Towhead. Toe-thumbs. Thumb-head.

While we were getting dinner ready the girls were trying to help but were mostly running around bumping into things. No sooner had Rachel stubbed her toe and begun wailing than did Miriam slam her fingers in the silverware drawer. Her screaming brought Andrew running from his desk (Rachel's were, I suppose, less panic-inducing). He scooped her up into her arms and attempted to introduce some humor in order to dry her tears.

"What finger did you smash?" he asked.

"All of them!" she wailed.

"On both hands!?" he gasped in mock alarm.

"No, just this one!" she sniffed.

"Just this thumb?"

"No! All of my fingers on this hand!" she said, dangling her arm in front of his face.

"Well, how'd your toes get in the drawer?!"

"Not my toes!" she giggled.

"Oh, I see. Not your toes. A wisp of tow!" said Daddy, quoting Brothers Karamazov and tousling Miriam's golden locks. "My little towhead."

"I'm not a toe-head," Miriam insisted.

"If she's a toe-head, what am I?" Rachel interjected. "A finger-head?"

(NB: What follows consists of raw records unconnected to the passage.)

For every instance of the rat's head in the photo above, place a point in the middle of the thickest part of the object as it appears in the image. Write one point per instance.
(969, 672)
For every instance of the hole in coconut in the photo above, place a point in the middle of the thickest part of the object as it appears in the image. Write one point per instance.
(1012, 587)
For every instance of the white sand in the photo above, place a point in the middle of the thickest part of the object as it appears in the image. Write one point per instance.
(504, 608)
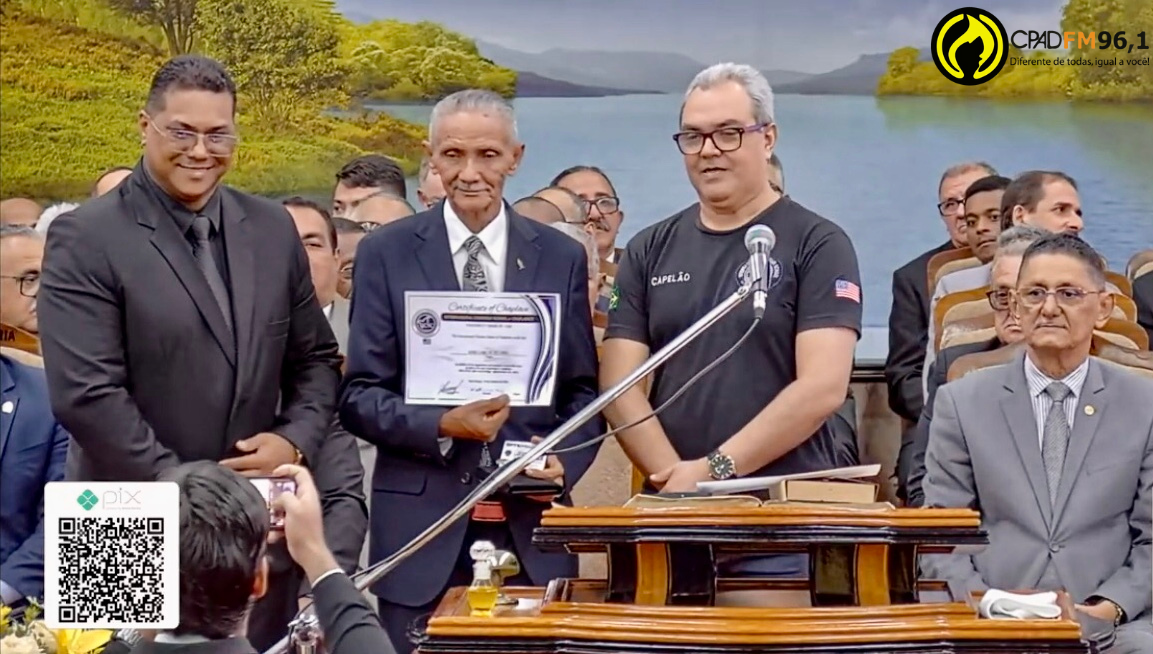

"No. You're just a brunette," Andrew said. "But Mommy's got toe-thumbs" he pointed out.

"Then I'm a thumb-head!" Miriam said with finality, sticking her thumb in her mouth and talking around it. "See?"

"And I'm a finger-head!" Rachel declared.

"There's no such thing!" Andrew objected. "Towhead doesn't even refer to body parts at all—it just means yellowish hair!"

But his protest did no good. It's quite possible our children went to bed thinking that blondes are toe-heads and brunettes are thumb-heads.